Sto giocando al 2 e dopo il pessimismo iniziale devo dire che mi sta piacendo di brutto...è lunghissimo (tra le 30 e 40 ore di gioco tra storia principale e missioni secondarie)
L'ho praticamente finito, mi manca poco...è stato un affare prenderlo a 8 euro sullo Store...ho pure il 3, ma credo sia lungo anche quello e prima di giocarci mi sparo la Trilogia Hitman


----------



## Corpsegrinder (18 Gennaio 2014)

Il 2 è un capolavoro. Soprattutto per la trama.


----------



## Rui Costa (3 Febbraio 2014)

Fabry_cekko ha scritto:


> Sto giocando al 2 e dopo il pessimismo iniziale devo dire che mi sta piacendo di brutto...è lunghissimo (tra le 30 e 40 ore di gioco tra storia principale e missioni secondarie)L'ho praticamente finito, mi manca poco...è stato un affare prenderlo a 8 euro sullo Store...ho pure il 3, ma credo sia lungo anche quello e prima di giocarci mi sparo la Trilogia Hitman


Amico mio, dici che valga la pena giocare questa trilogia? E' una delle poche che ho snobbato, ma per il semplice fatto che gli RPG futuristici non mi vanno a genio più di tanto, causa alieni e ripetizioni varie. Poi ho visto pochissimi istanti di Gameplay e mi è parso di vedermi di fronte un Dead Space, facendomi letteralmente ''fuggire''. Che mi sia sbagliato?


----------



## Fabry_cekko (3 Febbraio 2014)

Rui Costa ha scritto:


> Amico mio, dici che valga la pena giocare questa trilogia? E' una delle poche che ho snobbato, ma per il semplice fatto che gli RPG futuristici non mi vanno a genio più di tanto, causa alieni e ripetizioni varie. Poi ho visto pochissimi istanti di Gameplay e mi è parso di vedermi di fronte un Dead Space, facendomi letteralmente ''fuggire''. Che mi sia sbagliato?

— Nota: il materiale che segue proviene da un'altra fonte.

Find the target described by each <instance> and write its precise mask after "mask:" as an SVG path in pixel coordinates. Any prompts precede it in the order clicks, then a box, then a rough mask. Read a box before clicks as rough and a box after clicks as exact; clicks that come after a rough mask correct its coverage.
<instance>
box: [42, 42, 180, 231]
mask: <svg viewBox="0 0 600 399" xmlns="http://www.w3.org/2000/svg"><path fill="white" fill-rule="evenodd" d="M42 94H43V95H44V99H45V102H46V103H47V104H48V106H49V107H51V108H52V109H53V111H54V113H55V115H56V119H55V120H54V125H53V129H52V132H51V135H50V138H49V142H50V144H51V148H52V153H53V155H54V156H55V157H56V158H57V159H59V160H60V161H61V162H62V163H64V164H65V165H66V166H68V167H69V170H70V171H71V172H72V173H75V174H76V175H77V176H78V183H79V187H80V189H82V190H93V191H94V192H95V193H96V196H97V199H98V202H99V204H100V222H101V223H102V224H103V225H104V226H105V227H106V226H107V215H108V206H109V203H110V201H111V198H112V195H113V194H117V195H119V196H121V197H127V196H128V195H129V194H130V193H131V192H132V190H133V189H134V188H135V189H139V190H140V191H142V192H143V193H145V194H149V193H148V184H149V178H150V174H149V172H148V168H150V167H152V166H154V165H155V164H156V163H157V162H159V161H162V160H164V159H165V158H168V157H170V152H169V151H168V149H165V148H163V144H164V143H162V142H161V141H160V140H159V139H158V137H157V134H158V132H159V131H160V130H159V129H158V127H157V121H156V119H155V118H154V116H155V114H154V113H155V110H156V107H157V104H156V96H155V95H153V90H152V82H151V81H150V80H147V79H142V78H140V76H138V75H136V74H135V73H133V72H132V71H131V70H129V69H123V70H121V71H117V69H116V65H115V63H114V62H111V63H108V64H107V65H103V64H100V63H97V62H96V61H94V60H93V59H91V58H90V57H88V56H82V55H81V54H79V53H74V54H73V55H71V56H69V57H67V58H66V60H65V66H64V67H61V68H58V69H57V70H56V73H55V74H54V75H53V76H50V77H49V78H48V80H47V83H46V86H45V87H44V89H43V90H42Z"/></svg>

si fidati! Mi è piaciuto tantissimo soprattutto lo spirito di squadra...anche io dicevo "che palle sti alieni, 30-40 ore di gioco sono troppe", ma poi mi ci sono innamorato e agli alieni non ci ho fatto più caso, sono normali in quel gioco
poi il protagonista Shepard è un personaggio grandissimo


----------



## Andrea89 (3 Febbraio 2014)

Rui Costa ha scritto:


> Amico mio, dici che valga la pena giocare questa trilogia? E' una delle poche che ho snobbato, ma per il semplice fatto che gli RPG futuristici non mi vanno a genio più di tanto, causa alieni e ripetizioni varie. Poi ho visto pochissimi istanti di Gameplay e mi è parso di vedermi di fronte un Dead Space, facendomi letteralmente ''fuggire''. Che mi sia sbagliato?


Bestemmia! 
E' tutto tranne che un Dead Space, vale assolutamente la pena di giocarla.
Nemmeno a me fanno impazzire le ambientazioni futuristiche, ma la trilogia di Mass Effect è tanta roba


----------